WIMBLEDON – La commovente storia di Cara Black e papà Don, che la iniziò al tennis sul campo di casa, dove giocavano senza scarpe. Sognava che un giorno i suoi figli vincessero Wimbledon. Lei è diventata mamma ed è tornata dopo aver rigiocato su quel campo.

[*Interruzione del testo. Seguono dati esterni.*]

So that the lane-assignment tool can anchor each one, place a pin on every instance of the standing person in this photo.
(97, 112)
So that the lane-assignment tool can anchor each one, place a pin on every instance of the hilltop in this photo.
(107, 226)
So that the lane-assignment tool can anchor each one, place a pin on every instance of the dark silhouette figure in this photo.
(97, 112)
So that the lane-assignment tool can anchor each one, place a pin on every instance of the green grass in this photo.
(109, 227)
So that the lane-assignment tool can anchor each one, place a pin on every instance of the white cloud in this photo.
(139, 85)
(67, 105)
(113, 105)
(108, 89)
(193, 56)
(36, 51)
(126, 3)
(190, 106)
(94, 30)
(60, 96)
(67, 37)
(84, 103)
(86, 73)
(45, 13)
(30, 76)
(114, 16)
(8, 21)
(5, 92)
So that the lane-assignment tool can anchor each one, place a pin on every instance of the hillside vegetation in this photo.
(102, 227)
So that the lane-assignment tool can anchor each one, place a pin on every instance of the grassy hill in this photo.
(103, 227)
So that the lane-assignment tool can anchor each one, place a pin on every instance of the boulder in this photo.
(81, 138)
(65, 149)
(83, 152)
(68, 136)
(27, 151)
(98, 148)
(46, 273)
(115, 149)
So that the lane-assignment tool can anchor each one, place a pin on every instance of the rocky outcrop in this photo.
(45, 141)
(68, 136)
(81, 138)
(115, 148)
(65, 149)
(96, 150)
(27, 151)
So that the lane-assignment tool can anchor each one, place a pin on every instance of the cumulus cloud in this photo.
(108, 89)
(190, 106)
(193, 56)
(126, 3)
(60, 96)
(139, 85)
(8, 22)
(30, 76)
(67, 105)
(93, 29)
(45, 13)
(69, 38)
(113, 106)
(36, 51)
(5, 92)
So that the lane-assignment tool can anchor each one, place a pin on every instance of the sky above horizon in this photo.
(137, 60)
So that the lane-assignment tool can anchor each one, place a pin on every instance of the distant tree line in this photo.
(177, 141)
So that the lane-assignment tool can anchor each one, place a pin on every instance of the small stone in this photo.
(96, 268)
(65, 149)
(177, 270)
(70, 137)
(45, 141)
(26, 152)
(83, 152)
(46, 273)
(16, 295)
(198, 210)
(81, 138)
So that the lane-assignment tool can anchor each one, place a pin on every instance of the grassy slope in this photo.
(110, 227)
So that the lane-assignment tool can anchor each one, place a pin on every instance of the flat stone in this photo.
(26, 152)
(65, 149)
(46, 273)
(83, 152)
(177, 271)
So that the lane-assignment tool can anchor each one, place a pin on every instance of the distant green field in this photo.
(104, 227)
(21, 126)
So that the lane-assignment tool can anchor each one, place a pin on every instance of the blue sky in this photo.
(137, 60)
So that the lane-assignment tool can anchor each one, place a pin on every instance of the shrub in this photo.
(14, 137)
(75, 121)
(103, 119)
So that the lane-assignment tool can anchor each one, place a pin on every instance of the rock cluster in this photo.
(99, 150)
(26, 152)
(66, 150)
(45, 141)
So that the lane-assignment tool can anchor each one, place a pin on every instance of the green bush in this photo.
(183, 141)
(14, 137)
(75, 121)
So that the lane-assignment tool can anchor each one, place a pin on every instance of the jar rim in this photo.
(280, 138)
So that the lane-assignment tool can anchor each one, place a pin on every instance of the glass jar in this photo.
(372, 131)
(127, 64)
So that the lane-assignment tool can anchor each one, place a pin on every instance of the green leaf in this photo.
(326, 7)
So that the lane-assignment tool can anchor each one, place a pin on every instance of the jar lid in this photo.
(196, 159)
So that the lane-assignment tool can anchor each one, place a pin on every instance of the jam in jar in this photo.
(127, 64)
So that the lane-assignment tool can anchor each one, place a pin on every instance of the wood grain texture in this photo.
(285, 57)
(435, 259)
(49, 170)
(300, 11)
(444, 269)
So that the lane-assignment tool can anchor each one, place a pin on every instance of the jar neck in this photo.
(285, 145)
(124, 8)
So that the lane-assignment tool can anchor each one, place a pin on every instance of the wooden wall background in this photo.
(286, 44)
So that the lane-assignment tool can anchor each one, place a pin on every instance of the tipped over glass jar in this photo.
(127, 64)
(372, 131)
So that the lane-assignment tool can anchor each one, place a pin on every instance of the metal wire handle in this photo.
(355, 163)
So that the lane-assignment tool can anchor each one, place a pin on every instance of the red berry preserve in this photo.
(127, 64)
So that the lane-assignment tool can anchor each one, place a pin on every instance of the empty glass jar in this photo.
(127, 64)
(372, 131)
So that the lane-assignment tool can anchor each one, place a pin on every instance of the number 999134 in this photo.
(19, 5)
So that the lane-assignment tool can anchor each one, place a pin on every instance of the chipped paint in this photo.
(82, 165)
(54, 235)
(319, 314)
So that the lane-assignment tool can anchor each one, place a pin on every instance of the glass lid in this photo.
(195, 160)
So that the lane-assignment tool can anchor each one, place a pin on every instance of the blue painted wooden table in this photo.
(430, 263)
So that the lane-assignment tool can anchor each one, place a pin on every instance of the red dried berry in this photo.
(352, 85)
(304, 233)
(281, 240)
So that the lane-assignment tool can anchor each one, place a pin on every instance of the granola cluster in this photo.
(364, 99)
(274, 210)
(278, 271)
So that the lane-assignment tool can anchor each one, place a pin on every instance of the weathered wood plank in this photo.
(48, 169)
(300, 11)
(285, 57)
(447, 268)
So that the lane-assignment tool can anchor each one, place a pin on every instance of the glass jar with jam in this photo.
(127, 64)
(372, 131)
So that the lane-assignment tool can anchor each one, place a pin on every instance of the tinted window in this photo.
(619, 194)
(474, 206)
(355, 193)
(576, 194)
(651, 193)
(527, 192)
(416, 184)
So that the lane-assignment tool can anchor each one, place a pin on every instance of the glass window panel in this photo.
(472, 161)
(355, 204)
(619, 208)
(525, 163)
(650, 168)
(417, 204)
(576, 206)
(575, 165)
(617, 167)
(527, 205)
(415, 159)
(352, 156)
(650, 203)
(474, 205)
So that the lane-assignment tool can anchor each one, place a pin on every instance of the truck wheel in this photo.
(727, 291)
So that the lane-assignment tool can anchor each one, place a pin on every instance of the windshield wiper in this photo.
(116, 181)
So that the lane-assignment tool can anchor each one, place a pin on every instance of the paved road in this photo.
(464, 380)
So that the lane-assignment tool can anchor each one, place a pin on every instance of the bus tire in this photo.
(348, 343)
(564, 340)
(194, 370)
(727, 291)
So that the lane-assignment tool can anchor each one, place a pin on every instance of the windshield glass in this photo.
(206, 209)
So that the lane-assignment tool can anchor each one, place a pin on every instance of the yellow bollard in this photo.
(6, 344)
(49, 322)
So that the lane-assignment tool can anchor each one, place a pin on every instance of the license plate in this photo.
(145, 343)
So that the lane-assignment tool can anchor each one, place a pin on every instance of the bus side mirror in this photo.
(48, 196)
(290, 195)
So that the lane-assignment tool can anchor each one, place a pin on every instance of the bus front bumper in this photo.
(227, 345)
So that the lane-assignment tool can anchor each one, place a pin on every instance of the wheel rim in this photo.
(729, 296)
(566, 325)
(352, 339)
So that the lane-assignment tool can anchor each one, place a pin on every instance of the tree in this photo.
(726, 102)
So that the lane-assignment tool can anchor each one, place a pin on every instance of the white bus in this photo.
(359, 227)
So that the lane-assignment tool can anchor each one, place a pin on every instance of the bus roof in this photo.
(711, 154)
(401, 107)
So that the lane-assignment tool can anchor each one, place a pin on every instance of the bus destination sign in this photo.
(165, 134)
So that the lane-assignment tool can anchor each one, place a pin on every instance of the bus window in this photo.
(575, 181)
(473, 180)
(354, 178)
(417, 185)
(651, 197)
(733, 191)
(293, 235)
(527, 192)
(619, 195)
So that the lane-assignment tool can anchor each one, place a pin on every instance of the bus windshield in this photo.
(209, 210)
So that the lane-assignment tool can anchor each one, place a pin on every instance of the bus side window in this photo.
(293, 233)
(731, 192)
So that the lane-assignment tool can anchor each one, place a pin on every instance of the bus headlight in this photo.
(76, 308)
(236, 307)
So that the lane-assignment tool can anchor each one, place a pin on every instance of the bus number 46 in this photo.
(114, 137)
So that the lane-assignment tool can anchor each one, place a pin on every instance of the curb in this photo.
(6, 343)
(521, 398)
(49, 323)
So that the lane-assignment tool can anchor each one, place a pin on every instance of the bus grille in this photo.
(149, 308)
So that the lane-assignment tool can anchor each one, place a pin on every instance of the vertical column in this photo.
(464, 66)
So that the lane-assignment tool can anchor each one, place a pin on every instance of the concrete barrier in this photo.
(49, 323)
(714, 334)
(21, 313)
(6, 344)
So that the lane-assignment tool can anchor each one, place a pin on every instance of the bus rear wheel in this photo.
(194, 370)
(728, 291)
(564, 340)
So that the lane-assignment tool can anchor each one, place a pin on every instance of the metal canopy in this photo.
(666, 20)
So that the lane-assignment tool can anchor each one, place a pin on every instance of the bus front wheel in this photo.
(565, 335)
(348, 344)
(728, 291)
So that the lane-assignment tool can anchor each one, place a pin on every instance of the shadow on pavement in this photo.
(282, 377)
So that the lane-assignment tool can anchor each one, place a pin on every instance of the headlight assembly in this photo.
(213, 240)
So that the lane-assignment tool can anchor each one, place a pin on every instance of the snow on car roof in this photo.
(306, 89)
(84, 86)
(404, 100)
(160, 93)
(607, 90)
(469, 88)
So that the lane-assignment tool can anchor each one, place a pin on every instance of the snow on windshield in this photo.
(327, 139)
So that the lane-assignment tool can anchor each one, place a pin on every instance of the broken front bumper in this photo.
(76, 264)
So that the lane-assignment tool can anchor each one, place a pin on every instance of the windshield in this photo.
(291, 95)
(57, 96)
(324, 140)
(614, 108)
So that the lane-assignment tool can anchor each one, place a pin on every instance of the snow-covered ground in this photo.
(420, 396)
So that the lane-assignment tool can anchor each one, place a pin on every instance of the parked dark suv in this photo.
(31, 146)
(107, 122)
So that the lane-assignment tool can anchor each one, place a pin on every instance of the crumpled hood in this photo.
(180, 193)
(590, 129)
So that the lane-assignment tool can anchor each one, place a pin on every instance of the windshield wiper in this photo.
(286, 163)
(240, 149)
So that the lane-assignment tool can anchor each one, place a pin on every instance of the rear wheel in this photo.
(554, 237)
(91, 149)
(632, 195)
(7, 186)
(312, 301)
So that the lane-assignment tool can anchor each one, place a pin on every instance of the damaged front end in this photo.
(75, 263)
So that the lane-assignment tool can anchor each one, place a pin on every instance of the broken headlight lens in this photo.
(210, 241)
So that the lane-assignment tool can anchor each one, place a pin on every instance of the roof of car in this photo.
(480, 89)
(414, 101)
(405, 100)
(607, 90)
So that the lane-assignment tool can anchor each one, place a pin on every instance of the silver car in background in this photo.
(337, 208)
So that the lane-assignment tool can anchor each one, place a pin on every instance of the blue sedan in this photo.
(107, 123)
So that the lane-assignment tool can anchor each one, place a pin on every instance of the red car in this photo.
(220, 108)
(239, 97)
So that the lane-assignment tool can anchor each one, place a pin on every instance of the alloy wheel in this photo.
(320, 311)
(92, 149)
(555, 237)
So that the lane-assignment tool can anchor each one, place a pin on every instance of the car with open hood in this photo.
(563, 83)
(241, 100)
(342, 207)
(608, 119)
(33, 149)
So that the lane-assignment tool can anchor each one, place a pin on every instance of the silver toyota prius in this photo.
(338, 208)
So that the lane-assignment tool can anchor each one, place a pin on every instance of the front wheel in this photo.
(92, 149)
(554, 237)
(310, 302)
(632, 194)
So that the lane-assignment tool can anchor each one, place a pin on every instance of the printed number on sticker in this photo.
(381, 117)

Di Riccardo Bisti – 29 giugno 2014
Anni fa, i tennisti ispanici se la prendevano con l’erba di Wimbledon, buona soprattutto per “pascolare le mucche”. Poi hanno cambiato mescola e adesso anche loro riescono a “pascolare” allegramente. Non sapevano, i signori in questione, che l’erba aveva permesso a un signore di insegnare tennis ai suoi figli, creando la più grande dinastia dello Zimbabwe, forse addirittura di tutta l’Africa. Ancora oggi, sui prati di Wimbledon, c’è qualcuno che ha imparato così. E’ Cara Black, sorella minore di Byron e Wayne, ottima singolarista e grande doppista, tanto da intascare la bellezza di 10 Slam tra doppio e doppio misto. L’amore per quei prati, e il desiderio di mettere di nuovo piede a Wimbledon, l’hanno spinta ad affrontare una maternità e tornare dopo un anno di stop, con marito e figlio al seguito. Purtroppo non è girata bene nel doppio femminile: in coppio con Sania Mirza, ha perso al secondo turno contro Pavlyuchenkova-Safarova dopo aver sciupato tre matchpoint. Per fortuna c’è ancora il doppio misto, dove fa coppia con Leander Paes. A dispetto dei 76 anni in due, sono tra i favoriti. In fondo, Cara vanta il Career Grand Slam di specialità. Ma vincere sull’erba sarebbe ancora più dolce, perché le ricorderebbe la lussureggiante proprietà di 22 acri a Enterprise Road, ad Harare, dove lei e i suoi fratelli sono cresciuti negli anni 70 e 80. E’ tutto merito di papà Don, che però non l’aveva pensata proprio così. Nella sua proprietà avrebbe voluto creare una piantagione di avocado, ma non ce l’ha fatta e allora ha costruito quattro campi da tennis, rigorosamente in erba. Era destino, perché il tennis è sempre stato importante nella famiglia Black.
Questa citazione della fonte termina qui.